A guerra comercial com a China

No front asiático, a imposição de tarifas bilionárias sobre produtos chineses forçou uma reavaliação global das cadeias de suprimento. Muitas corporações multinacionais começaram a diversificar suas bases de produção, migrando para países como Vietnã, Índia e México. Esta realocação, embora custosa, criou "novos aliados" para o abastecimento do mercado americano, fortalecendo economias que se alinharam estrategicamente com Washington.

Impactos para o Brasil

Para o Brasil, a gestão Trump foi uma via de mão dupla. De um lado, a imposição de tarifas sobre o aço e o alumínio gerou atritos e exigiu uma dura negociação por parte do governo brasileiro. De outro, a aliança ideológica entre os presidentes Jair Bolsonaro e Donald Trump abriu canais de diálogo que resultaram em acordos comerciais pontuais e na defesa de pautas comuns em organismos multilaterais, como a OMC. Empresários brasileiros precisaram se adaptar rapidamente ao novo cenário para não perder espaço no mercado americano, buscando nichos e produtos que se encaixassem na nova política comercial dos EUA.
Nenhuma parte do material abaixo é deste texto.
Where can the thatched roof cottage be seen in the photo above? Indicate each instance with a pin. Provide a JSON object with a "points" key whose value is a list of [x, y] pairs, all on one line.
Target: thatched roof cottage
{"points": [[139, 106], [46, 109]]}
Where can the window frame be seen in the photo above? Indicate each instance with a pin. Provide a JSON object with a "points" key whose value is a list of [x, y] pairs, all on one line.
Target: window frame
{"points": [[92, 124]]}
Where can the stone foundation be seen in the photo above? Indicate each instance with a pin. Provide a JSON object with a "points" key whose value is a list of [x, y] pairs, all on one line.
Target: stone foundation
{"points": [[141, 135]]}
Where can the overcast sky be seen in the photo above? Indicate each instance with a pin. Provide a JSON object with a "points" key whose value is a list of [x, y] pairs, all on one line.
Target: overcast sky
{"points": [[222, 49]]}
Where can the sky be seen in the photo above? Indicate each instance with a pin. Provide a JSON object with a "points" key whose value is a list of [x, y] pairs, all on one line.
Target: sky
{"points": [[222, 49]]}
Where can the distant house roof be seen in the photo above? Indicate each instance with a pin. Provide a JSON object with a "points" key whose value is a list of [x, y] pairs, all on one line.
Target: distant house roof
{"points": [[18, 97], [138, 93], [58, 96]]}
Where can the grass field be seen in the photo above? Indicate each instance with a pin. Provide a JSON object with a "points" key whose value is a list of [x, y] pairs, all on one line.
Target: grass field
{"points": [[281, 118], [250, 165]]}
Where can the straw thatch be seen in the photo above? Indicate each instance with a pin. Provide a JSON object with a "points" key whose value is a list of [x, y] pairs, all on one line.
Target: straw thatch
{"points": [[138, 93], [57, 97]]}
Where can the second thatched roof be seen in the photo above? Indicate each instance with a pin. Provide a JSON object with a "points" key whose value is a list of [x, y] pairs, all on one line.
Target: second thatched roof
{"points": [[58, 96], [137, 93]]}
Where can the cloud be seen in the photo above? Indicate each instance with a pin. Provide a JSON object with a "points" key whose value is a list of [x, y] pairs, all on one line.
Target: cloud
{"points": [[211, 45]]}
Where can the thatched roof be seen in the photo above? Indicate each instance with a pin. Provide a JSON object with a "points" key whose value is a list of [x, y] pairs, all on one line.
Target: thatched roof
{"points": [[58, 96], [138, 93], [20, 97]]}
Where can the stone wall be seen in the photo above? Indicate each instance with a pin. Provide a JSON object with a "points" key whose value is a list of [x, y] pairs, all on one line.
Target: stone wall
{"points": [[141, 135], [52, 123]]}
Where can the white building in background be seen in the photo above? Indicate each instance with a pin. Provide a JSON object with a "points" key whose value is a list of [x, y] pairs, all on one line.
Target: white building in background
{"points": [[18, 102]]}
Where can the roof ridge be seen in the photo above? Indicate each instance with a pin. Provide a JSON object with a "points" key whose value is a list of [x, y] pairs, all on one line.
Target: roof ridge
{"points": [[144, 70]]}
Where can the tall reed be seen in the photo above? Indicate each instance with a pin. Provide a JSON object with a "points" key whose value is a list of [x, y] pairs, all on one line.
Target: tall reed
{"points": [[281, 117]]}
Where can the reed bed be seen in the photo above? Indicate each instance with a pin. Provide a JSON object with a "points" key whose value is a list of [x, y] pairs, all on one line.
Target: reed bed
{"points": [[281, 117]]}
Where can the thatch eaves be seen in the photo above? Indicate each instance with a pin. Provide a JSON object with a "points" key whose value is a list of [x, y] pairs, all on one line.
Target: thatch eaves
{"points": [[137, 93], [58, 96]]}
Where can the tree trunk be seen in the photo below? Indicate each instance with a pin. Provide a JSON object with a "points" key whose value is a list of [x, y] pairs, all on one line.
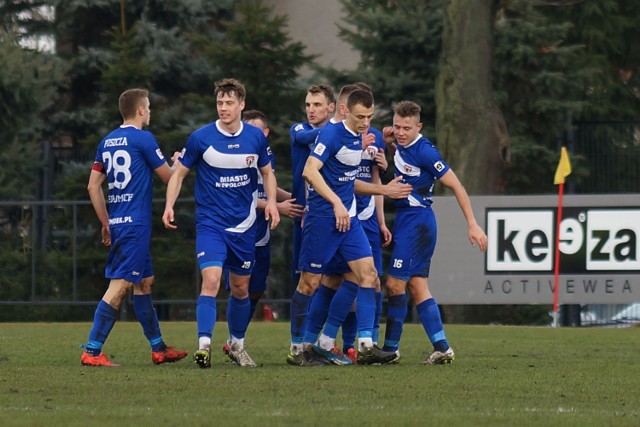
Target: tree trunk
{"points": [[471, 131]]}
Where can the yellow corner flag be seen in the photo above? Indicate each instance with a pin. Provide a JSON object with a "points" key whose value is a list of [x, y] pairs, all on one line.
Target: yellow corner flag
{"points": [[564, 167]]}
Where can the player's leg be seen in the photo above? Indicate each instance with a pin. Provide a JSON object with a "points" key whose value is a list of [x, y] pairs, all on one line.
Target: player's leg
{"points": [[212, 253], [431, 320], [319, 308], [104, 319], [396, 313], [319, 244], [126, 257]]}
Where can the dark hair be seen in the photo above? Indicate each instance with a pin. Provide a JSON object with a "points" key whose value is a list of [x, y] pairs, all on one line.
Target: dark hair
{"points": [[254, 115], [347, 90], [230, 87], [363, 97], [407, 109], [324, 90], [130, 101]]}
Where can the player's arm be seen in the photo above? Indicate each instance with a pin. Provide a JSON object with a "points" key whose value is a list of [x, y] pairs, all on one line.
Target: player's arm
{"points": [[304, 136], [311, 174], [476, 234], [173, 191], [394, 189], [165, 171], [379, 201], [96, 194], [271, 189], [389, 139]]}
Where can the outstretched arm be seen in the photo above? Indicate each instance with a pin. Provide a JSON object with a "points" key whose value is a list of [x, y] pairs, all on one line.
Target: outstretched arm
{"points": [[311, 174], [96, 194], [476, 234], [173, 191]]}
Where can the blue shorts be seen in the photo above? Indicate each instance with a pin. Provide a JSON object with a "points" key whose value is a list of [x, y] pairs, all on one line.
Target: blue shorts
{"points": [[371, 228], [221, 248], [321, 242], [258, 281], [295, 254], [129, 258], [414, 234]]}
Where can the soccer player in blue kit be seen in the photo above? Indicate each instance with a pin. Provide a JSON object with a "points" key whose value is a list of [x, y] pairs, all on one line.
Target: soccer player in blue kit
{"points": [[331, 227], [420, 164], [126, 159], [286, 207], [228, 156], [370, 212], [319, 104]]}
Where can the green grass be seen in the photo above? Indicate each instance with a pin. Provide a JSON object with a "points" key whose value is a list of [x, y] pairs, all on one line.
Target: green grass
{"points": [[503, 376]]}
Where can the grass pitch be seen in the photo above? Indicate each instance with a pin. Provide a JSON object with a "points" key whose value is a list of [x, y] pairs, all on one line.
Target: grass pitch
{"points": [[502, 376]]}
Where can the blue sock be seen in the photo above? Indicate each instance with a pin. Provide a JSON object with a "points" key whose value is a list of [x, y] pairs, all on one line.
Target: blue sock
{"points": [[349, 331], [148, 318], [365, 311], [104, 318], [298, 314], [238, 316], [340, 307], [253, 303], [396, 313], [206, 313], [376, 319], [318, 311], [430, 317]]}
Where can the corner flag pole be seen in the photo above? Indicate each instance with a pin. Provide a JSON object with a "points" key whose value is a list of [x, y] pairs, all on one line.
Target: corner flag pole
{"points": [[563, 170]]}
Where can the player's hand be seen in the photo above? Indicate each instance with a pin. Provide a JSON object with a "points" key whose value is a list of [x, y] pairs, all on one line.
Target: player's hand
{"points": [[106, 235], [343, 220], [290, 209], [381, 161], [385, 235], [175, 156], [367, 139], [387, 135], [397, 190], [271, 214], [168, 219], [476, 235]]}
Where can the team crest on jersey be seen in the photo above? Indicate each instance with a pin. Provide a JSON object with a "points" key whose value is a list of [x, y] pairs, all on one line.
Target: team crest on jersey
{"points": [[320, 147], [371, 152]]}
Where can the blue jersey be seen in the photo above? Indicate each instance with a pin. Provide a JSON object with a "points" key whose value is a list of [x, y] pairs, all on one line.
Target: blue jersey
{"points": [[263, 234], [128, 156], [420, 164], [340, 151], [302, 136], [226, 174], [365, 204]]}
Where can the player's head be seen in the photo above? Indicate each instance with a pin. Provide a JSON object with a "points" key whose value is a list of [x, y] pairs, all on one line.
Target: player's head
{"points": [[319, 104], [230, 95], [345, 91], [257, 119], [134, 104], [406, 122], [360, 107]]}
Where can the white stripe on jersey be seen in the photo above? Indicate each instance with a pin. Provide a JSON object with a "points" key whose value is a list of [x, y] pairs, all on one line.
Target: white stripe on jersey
{"points": [[220, 160], [248, 222], [404, 168], [350, 157], [367, 212]]}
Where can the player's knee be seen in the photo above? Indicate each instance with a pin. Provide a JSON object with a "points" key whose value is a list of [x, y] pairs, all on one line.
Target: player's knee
{"points": [[308, 283]]}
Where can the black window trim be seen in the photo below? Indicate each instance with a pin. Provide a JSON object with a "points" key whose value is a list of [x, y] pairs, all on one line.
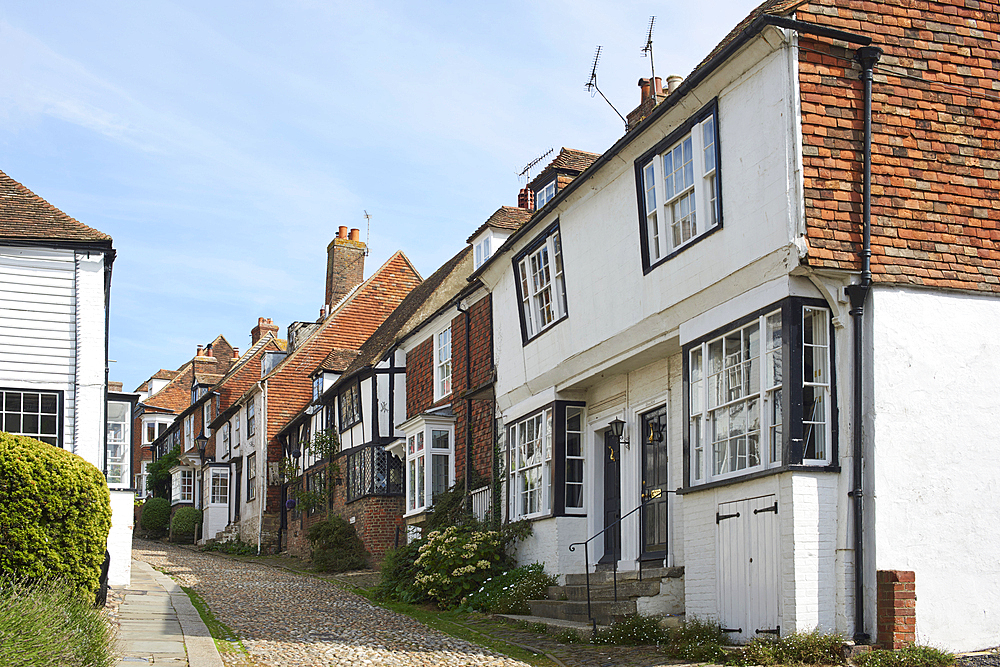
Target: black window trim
{"points": [[712, 108], [60, 410], [791, 456], [536, 243]]}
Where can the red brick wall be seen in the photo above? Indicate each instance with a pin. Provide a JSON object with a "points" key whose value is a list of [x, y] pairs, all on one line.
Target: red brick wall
{"points": [[897, 614], [935, 184]]}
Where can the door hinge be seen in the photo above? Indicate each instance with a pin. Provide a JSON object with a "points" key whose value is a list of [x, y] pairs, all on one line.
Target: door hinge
{"points": [[772, 508]]}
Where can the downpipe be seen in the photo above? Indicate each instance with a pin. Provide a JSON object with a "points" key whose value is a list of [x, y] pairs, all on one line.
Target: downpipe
{"points": [[867, 57]]}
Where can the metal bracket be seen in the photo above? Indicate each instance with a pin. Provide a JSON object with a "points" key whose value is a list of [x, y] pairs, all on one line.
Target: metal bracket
{"points": [[772, 508]]}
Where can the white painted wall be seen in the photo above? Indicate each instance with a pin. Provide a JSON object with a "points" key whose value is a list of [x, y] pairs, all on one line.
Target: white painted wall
{"points": [[120, 537], [933, 459]]}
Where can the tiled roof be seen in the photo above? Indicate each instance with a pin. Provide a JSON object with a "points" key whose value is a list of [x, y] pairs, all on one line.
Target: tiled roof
{"points": [[25, 215], [382, 340], [338, 360], [772, 7], [569, 159], [505, 217]]}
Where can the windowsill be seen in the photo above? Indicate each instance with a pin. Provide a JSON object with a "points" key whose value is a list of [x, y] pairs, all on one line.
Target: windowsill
{"points": [[673, 253], [757, 475], [548, 328]]}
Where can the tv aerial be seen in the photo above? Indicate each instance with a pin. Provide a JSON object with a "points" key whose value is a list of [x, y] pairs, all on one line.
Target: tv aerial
{"points": [[528, 167], [648, 49], [592, 85]]}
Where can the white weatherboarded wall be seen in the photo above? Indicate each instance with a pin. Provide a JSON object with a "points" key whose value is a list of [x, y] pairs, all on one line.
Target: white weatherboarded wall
{"points": [[936, 416]]}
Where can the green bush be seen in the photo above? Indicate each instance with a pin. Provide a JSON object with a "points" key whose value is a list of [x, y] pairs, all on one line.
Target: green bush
{"points": [[55, 514], [399, 569], [184, 523], [812, 648], [49, 624], [336, 546], [233, 548], [509, 592], [156, 515], [910, 656]]}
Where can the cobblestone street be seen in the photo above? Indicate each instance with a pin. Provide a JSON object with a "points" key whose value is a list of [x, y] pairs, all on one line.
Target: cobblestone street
{"points": [[288, 620]]}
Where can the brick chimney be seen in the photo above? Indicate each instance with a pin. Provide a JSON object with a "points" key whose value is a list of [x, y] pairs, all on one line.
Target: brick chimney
{"points": [[345, 265], [526, 198], [264, 324]]}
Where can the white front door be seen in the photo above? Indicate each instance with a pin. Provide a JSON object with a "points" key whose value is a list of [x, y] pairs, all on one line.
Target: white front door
{"points": [[748, 568]]}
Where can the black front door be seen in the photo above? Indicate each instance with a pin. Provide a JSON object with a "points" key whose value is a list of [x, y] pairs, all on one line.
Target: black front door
{"points": [[612, 499], [654, 484]]}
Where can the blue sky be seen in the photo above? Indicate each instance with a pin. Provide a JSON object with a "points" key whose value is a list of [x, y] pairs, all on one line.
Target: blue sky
{"points": [[223, 143]]}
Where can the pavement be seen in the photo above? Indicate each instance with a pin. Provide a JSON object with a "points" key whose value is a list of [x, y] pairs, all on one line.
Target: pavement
{"points": [[160, 626]]}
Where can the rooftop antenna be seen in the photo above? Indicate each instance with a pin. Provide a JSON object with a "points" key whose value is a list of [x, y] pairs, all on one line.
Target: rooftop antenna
{"points": [[368, 232], [648, 49], [528, 167], [592, 85]]}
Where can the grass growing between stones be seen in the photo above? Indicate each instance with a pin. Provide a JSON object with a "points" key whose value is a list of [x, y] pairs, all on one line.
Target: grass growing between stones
{"points": [[226, 641]]}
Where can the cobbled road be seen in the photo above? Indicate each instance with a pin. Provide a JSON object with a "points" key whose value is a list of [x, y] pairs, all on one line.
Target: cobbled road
{"points": [[288, 620]]}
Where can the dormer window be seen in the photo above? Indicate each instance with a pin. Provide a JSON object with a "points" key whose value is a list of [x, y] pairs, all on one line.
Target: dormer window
{"points": [[545, 194]]}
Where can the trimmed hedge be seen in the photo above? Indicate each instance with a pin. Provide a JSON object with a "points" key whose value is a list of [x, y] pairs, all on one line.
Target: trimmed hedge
{"points": [[55, 514], [184, 523], [156, 515]]}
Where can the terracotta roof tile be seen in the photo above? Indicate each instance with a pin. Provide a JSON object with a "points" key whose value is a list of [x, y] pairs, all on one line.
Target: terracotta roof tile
{"points": [[25, 215], [505, 217]]}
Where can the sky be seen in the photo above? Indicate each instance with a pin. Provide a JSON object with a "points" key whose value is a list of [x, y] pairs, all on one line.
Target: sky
{"points": [[221, 144]]}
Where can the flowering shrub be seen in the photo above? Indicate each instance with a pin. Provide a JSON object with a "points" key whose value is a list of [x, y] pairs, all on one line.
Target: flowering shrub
{"points": [[508, 593], [456, 561]]}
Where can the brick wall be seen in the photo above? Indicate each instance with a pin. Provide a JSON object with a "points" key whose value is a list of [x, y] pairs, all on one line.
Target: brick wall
{"points": [[897, 614], [935, 183]]}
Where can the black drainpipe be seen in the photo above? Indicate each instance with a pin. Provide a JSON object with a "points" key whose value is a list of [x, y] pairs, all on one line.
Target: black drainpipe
{"points": [[867, 57], [468, 404]]}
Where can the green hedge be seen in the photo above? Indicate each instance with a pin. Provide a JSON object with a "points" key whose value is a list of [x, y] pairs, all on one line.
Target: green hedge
{"points": [[184, 523], [55, 514], [48, 624], [156, 515]]}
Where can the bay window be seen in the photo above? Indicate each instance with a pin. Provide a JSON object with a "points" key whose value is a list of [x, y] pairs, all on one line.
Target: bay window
{"points": [[430, 454], [679, 188], [759, 394], [540, 284]]}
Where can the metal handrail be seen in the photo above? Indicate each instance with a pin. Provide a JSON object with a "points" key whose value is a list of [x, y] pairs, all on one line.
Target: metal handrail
{"points": [[586, 556]]}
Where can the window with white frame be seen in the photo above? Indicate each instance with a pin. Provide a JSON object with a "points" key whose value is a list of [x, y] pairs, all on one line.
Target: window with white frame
{"points": [[544, 194], [442, 364], [741, 384], [350, 406], [188, 438], [251, 477], [430, 449], [574, 459], [219, 489], [118, 448], [482, 251], [541, 284], [679, 188], [530, 454]]}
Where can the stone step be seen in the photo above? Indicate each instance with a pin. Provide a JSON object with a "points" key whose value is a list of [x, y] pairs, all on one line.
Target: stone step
{"points": [[628, 588], [604, 612], [607, 577]]}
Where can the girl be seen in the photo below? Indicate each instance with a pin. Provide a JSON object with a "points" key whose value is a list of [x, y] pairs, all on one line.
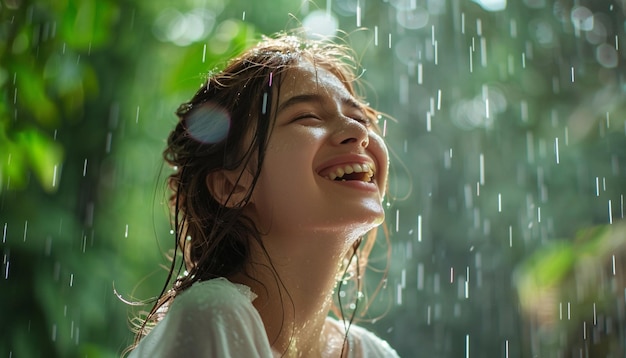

Um legado de bilateralismo

A abordagem de Trump privilegiou o bilateralismo em detrimento de grandes blocos multilaterais. Ao negociar diretamente com cada país, ele buscou extrair vantagens específicas para os EUA. Se, por um lado, essa tática gerou resultados práticos para alguns setores, por outro, criou um ambiente de incerteza para investidores que dependem de regras estáveis no comércio global. O legado desta busca por "novos aliados para os negócios" é um sistema comercial mundial mais fragmentado, mas também mais adaptável às pressões de curto prazo da Casa Branca.